The Mean Value Theorem for Laplace's Equation

Theorem1

Let us assume that an open set $\Omega \subset \mathbb{R}^{n}$ is given. Also, let’s assume that $u \in C^2(\Omega)$ satisfies the Laplace equation. Then, for each open ball $B(x,r)\subset \subset \Omega$, the following holds.

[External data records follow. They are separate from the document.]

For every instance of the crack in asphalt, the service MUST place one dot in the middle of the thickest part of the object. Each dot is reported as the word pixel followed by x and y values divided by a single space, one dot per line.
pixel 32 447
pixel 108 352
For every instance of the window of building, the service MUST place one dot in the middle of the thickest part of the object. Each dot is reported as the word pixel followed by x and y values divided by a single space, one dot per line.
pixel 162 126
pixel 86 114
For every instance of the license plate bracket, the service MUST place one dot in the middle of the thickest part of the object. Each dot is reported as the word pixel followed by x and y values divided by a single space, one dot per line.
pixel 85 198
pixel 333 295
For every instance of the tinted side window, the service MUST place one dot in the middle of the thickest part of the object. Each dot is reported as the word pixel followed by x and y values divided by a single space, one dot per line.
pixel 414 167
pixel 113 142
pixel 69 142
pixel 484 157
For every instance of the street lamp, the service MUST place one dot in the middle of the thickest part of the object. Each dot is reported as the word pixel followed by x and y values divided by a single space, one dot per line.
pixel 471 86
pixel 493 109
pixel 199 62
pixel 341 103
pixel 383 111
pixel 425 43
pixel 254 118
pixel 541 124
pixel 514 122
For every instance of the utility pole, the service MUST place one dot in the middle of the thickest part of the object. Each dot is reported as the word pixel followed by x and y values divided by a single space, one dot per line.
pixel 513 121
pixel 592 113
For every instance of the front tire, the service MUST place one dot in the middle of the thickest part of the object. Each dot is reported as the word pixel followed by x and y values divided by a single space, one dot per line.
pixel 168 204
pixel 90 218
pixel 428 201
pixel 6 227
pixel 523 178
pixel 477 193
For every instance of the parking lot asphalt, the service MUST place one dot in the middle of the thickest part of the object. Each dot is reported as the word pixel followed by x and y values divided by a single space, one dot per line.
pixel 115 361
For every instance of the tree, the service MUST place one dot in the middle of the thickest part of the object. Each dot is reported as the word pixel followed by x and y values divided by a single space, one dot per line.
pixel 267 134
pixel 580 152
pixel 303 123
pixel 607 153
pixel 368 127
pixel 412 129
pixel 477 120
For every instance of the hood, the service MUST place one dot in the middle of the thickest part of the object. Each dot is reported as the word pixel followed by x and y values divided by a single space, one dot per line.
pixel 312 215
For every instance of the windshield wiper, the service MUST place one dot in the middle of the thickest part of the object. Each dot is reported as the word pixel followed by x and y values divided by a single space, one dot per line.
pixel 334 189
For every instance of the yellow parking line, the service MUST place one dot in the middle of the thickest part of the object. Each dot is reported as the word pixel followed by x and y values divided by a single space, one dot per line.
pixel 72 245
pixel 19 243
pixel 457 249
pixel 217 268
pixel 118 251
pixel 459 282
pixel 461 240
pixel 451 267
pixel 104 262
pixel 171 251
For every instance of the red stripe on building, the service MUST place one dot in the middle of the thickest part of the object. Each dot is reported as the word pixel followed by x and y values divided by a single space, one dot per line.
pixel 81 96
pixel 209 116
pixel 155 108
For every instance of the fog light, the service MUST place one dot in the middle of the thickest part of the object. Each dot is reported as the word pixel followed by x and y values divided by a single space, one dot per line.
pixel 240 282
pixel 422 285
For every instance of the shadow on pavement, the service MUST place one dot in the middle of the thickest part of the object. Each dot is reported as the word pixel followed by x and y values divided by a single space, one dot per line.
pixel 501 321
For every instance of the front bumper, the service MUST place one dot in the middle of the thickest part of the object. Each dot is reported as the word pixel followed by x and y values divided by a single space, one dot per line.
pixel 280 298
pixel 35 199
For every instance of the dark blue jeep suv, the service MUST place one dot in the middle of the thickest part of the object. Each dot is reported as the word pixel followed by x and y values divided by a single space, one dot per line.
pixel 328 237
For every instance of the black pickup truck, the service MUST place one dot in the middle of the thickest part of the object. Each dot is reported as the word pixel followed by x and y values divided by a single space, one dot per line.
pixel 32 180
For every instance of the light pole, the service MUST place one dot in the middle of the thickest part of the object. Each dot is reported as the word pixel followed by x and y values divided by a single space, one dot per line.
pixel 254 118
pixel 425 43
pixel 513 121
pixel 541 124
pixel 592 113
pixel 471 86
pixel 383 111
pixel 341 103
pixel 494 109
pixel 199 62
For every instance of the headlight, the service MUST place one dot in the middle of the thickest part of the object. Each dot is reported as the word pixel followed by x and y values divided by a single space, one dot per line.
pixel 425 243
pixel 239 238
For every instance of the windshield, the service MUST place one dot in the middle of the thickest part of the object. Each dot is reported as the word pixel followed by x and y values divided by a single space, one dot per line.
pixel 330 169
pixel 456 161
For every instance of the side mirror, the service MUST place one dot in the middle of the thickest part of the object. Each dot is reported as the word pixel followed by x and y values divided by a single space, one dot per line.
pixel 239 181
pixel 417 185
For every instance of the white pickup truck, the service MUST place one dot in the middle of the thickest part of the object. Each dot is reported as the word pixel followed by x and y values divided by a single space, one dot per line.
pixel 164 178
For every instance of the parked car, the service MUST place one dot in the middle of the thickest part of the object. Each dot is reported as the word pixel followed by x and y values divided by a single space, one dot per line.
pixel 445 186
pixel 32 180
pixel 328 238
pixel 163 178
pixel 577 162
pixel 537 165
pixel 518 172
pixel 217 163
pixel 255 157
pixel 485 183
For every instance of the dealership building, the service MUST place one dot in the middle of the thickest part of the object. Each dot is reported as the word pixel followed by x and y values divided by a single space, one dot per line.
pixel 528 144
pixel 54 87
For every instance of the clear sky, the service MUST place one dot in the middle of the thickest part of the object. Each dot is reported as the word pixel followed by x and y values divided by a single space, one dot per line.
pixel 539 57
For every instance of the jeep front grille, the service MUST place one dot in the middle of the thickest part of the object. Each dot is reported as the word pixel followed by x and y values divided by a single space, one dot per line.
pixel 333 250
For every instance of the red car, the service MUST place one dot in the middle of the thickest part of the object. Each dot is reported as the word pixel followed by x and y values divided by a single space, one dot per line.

$$ \begin{align*} u(x) &= \dfrac{1}{n \alpha (n)r^{n-1}} \int _{\partial B(x,r)} udS =: -\!\!\!\!\!\! \int_{\partial B(x,r)} udS \\ &= \dfrac{1}{\alpha (n)r^n}\int_{B(x,r)}udy =: -\!\!\!\!\!\! \int _{B(x,r)} udy \end{align*} $$

  • It is denoted as $V\subset \subset U$ when $V \subset \bar V \subset U$ and $\bar V$ are compact.
  • $\bar V$ is the closure of $V$
  • $B(x,r)=\left\{ y \in \mathbb{R}^n \ \big|\ |y-x|<r \right\}$
  • $\partial B(x,r)=\left\{ y \in \mathbb{R}^n \ \big|\ |y-x|=r \right\}$= Boundary of $B(x,r)$
  • $- \!\!\!\!\! \int _{\partial B(x,r)} udS =$ The average value of $u$ on the boundary of open ball $B(x,r)$
  • $- \!\!\!\!\! \int _{B(x,r)} udy=$ The average value of $u$ in open ball $B(x,r)$

The converse also holds.

Let’s say $u \in C^2(\Omega)$ satisfies the average value property as follows in each open ball $B(x,r) \subset \Omega$.

$$ u(x)=-\!\!\!\!\!\! \int_{\partial B(x,r)} u dS $$

Then, $u$ is harmonic.

Proof

  • Part 1. $\int \!\!\!\!\!-_{\partial B(x,r)}u(y)dS(y)=u(x)$

    There is a fixed point $x \in \Omega$. And let’s denote $d_{x}$ as follows.

    $$ d_{x} = \mathrm{dist}(x, \partial \Omega) := \inf \limits_{y \in \partial \Omega} |x-y| >0 $$

    In other words, $d_{x}$ denotes the shortest distance from a point $x$ inside $\Omega$ to the boundary of $\Omega$. And let’s define $\varphi(r)$ as follows.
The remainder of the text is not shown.